The 2014 Survey of Corporate Governance Practices in European Family Businesses provides a snapshot view of some of the largest family businesses in France, Germany, Italy and Spain, along with some surprising facts. How are Europe’s largest family businesses run? What do their boards of directors look like? How do they function? And how do they decide who takes the title of CEO?
For example, although 50 percent of board seats are occupied by family members, women make up only 16 percent of the average board.
And while the professionalisation of Europe’s family businesses is evident, only about a third of their boards have any experience with CEO succession planning. Also, only a third of the boards have emergency CEO succession plans in place.

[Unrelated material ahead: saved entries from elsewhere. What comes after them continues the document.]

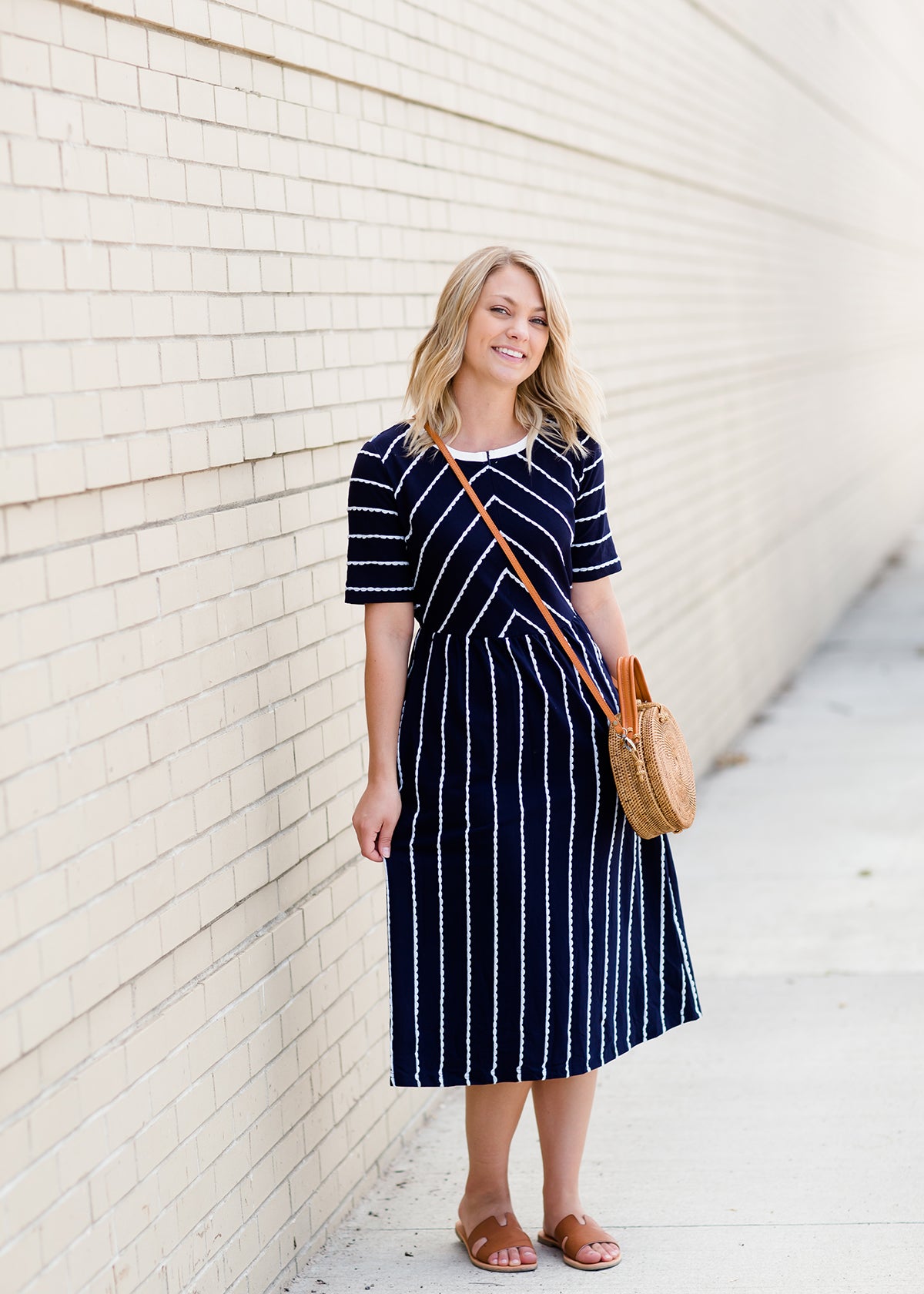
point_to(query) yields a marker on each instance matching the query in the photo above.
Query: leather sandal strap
(496, 1236)
(572, 1235)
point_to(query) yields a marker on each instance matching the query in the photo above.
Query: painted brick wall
(223, 228)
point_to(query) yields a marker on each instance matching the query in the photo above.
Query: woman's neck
(488, 420)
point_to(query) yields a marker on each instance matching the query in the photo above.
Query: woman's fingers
(374, 822)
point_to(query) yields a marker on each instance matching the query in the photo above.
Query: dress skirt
(531, 932)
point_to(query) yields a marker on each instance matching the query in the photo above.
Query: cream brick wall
(223, 228)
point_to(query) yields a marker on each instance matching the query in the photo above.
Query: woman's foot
(475, 1212)
(591, 1254)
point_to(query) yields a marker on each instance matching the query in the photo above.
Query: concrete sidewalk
(778, 1143)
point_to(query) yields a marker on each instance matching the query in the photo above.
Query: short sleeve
(378, 567)
(593, 553)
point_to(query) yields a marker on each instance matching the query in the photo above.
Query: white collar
(486, 456)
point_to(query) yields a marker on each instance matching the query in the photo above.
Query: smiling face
(507, 329)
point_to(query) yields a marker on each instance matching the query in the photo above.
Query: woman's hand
(376, 818)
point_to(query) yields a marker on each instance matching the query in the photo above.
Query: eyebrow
(539, 310)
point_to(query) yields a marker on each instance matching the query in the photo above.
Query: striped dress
(531, 932)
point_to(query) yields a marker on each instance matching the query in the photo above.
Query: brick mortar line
(139, 1024)
(840, 230)
(834, 109)
(844, 117)
(270, 709)
(798, 363)
(176, 850)
(190, 1138)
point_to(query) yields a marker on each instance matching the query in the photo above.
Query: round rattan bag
(650, 759)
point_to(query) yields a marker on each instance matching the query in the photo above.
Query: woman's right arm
(390, 629)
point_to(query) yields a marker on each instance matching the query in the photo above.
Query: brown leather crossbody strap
(628, 698)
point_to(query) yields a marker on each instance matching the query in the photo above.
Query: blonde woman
(532, 936)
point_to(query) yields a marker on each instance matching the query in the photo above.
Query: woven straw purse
(648, 756)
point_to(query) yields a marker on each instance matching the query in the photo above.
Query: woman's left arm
(595, 603)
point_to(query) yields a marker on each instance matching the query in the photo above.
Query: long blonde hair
(559, 397)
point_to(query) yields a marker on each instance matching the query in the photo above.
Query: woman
(532, 936)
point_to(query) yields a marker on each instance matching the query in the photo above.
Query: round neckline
(488, 454)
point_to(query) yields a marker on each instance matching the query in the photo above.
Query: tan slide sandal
(572, 1236)
(507, 1235)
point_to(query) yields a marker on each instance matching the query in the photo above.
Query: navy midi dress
(531, 932)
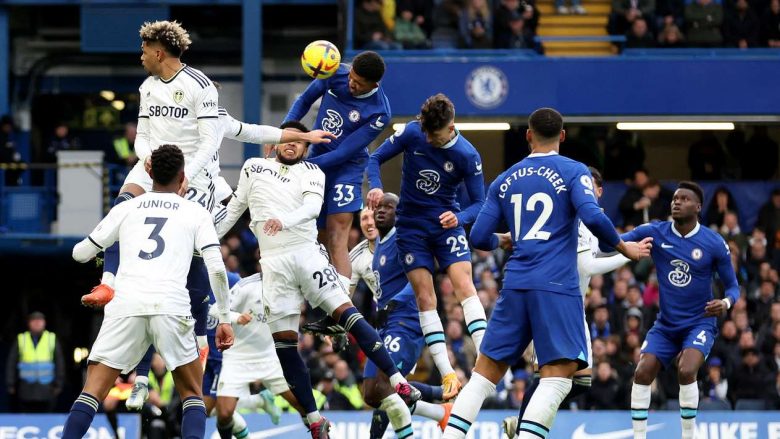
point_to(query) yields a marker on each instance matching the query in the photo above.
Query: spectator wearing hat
(35, 370)
(715, 386)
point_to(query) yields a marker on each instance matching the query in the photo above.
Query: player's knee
(124, 196)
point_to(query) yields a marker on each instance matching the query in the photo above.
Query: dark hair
(597, 178)
(691, 186)
(369, 65)
(546, 123)
(436, 112)
(167, 162)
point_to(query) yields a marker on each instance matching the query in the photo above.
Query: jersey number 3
(154, 236)
(536, 230)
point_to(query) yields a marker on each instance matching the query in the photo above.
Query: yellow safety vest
(36, 362)
(166, 393)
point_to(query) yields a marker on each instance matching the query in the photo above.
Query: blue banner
(568, 425)
(50, 426)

The survey covers four topics:
(1) board composition,
(2) board efficiency,
(3) CEO succession planning and
(4) the CEO/chairman backgrounds.
It was conducted by Russell Reynolds Associates, an executive leadership and search firm, and it was overseen by IESE’s Josep Tàpies, holder of IESE’s Family-Owned Business Chair. The 400 largest family-controlled businesses in France, Germany, Italy and Spain were targeted, with 106 of them responding.
Who Sits on the Boards?
In Europe, on average, 50 percent of board seats are occupied by family members representing ownership interests. With the average board surveyed consisting of 7.4 members, only two seats (27 percent) go to independent directors, while company executives and other shareholder representatives occupy a seat a piece.

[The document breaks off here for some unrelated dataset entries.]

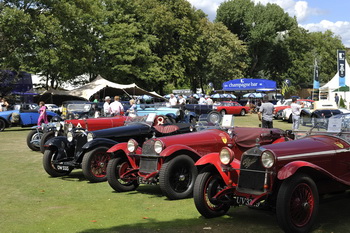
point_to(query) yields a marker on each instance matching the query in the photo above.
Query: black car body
(87, 150)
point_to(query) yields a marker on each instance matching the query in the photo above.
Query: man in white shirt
(106, 111)
(116, 108)
(296, 110)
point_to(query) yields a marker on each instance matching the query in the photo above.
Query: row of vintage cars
(218, 164)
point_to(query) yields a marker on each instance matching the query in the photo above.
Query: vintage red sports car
(287, 177)
(170, 160)
(233, 108)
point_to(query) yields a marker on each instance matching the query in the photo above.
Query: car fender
(61, 144)
(99, 142)
(291, 168)
(177, 147)
(124, 147)
(229, 175)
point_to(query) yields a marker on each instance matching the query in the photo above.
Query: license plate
(62, 168)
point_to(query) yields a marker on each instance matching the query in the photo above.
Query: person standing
(296, 110)
(133, 108)
(265, 113)
(42, 113)
(116, 108)
(106, 109)
(336, 98)
(172, 100)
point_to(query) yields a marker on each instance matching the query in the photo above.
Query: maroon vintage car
(170, 160)
(288, 177)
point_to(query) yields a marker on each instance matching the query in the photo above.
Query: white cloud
(341, 28)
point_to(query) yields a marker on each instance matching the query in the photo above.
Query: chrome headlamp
(90, 137)
(158, 147)
(267, 159)
(70, 136)
(132, 145)
(226, 156)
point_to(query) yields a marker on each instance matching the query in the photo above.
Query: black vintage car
(87, 150)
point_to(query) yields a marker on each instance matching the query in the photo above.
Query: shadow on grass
(333, 217)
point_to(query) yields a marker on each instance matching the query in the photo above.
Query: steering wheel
(160, 120)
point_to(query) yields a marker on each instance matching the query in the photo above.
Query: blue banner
(316, 76)
(341, 67)
(249, 84)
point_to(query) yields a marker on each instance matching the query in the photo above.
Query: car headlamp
(158, 146)
(132, 145)
(90, 137)
(70, 127)
(226, 156)
(267, 159)
(70, 136)
(58, 126)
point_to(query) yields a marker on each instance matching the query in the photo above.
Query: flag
(316, 76)
(341, 67)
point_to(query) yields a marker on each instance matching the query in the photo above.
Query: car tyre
(50, 168)
(34, 135)
(177, 176)
(207, 185)
(115, 168)
(95, 163)
(46, 136)
(2, 125)
(297, 204)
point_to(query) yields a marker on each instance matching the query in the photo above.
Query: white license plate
(62, 168)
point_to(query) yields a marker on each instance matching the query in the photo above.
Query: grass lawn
(32, 201)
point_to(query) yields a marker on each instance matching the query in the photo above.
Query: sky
(313, 15)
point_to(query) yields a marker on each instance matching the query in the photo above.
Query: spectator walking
(116, 108)
(42, 113)
(133, 108)
(172, 100)
(265, 113)
(296, 110)
(336, 98)
(106, 109)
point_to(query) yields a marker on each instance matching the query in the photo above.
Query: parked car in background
(27, 115)
(88, 149)
(169, 161)
(288, 178)
(233, 108)
(287, 112)
(53, 108)
(319, 112)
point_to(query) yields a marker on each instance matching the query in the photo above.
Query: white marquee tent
(328, 88)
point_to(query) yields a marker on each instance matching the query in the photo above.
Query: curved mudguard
(99, 142)
(62, 145)
(228, 173)
(124, 147)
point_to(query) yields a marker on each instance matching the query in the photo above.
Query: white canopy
(107, 88)
(333, 84)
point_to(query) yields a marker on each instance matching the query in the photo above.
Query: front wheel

At the same time, there are relatively few female directors: women make up 16 percent of the board, on average. Yet gender diversity varies widely on European family-controlled boards, ranging from just 10 percent in Germany to 25 percent in France.
Foreign diversity is relatively scarce, with only eight percent of the board hailing from another country.

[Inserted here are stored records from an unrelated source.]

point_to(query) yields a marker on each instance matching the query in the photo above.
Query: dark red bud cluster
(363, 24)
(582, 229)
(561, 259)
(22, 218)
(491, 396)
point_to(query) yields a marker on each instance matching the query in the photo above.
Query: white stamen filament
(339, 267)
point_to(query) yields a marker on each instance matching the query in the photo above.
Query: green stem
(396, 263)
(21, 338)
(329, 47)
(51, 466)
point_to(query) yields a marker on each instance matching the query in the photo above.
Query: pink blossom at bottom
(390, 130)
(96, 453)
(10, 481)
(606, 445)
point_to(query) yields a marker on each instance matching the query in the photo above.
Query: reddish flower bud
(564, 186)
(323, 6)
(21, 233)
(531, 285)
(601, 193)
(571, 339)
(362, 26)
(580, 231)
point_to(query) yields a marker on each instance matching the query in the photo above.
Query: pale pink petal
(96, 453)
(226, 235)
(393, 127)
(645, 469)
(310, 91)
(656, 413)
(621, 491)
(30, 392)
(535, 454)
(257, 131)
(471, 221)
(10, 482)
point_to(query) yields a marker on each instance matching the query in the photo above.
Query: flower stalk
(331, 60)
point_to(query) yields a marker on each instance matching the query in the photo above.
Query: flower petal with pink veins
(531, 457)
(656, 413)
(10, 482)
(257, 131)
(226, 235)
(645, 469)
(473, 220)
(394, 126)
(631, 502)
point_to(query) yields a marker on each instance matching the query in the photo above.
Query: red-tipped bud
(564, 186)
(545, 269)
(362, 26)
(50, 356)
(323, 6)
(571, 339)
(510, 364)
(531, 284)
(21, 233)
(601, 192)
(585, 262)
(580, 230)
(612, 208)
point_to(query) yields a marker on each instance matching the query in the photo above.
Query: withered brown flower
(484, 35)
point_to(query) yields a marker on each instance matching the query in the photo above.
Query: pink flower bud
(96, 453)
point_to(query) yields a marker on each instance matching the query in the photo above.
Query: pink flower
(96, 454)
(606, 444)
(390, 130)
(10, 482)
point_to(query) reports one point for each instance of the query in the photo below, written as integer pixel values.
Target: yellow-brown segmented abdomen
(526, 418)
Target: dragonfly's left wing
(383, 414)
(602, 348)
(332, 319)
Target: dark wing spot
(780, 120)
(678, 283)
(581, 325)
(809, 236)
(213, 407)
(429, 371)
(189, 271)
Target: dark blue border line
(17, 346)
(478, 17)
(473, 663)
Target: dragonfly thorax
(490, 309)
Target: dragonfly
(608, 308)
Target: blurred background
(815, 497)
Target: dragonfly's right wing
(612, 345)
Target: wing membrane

Family members’ presence on boards varies considerably country by country. In Spain, family members make up 62 percent of the average family-business board. Meanwhile, in Germany, family members make up only 25 percent of the average board. France and Italy are close to the survey average, with 51 percent and 56 percent, respectively.
In Spain, independent directors make up only 17 percent of the board, while Germany pushes up the average with 51 percent.
Understanding Board Efficiency
Formalised corporate governance practices are important in family businesses. In this survey, almost all boards review their companies’ economic and financial situations, as well as their capital expenditures and sales performances. Meanwhile, competitive, industry and client trends are on only 80 percent of the boards’ agendas.
When asked if they would describe their boards’ role as “informative,” “consultative” or “decision making,” more than half replied that their boards play a decision-making role. In developing the company’s strategic plan, 57 percent report that their boards’ role is “approval only.” Meanwhile, 40 percent feel that their boards both prepare and approve the strategic plan.
Yet only half of European boards surveyed have more than a week to prepare for board meetings. Moreover, 22 percent have fewer than three days to prepare. The German and French boards tend to get more advanced warnings of their meetings than Spanish and Italian boards do.
Interestingly, only 39 percent of boards surveyed have an “Audit and Risk” committee while 43 percent have a “Nominating/Remuneration” committee.
CEO Succession Planning
In family-controlled businesses, CEO succession can be a touchy subject. Just half of the boards surveyed (49 percent) have identified possible internal CEO candidates.
Furthermore, only a third of boards surveyed have a plan to replace the CEO in the event of an emergency. French boards tend to be better prepared, with 62 percent having a plan, compared with only 18 percent of Italian boards.
Boards also vary widely in their level of experience with CEO succession planning. On 95 percent of the German boards surveyed, at least one director has succession planning experience. In contrast, on the Italian boards surveyed, only 28 percent report having a member with experience.
How many internal or external candidates to evaluate for the CEO role? More than half of the family businesses say they consider it ideal to evaluate two or fewer candidates. At the same time, 60 percent of boards say that their internal candidates are benchmarked against external candidates in the market.
CEO and Chairman Background
In the end, more than two-thirds of the CEO’s of family businesses in Europe are promoted internally. In Spain this number is higher: 85 percent of CEO’s hail from the same company.
When CEO’s come from external companies, they are most likely to bring experience within the same industry. That said, it is surprising that only 20 percent of external CEO hires come from other family-owned companies.
In contrast, when the chairman of the board comes from a different company, they are most likely to bring experience from another family-owned enterprise.
While European companies tend to separate the chairman and the CEO roles, 27 percent of family businesses surveyed combine them.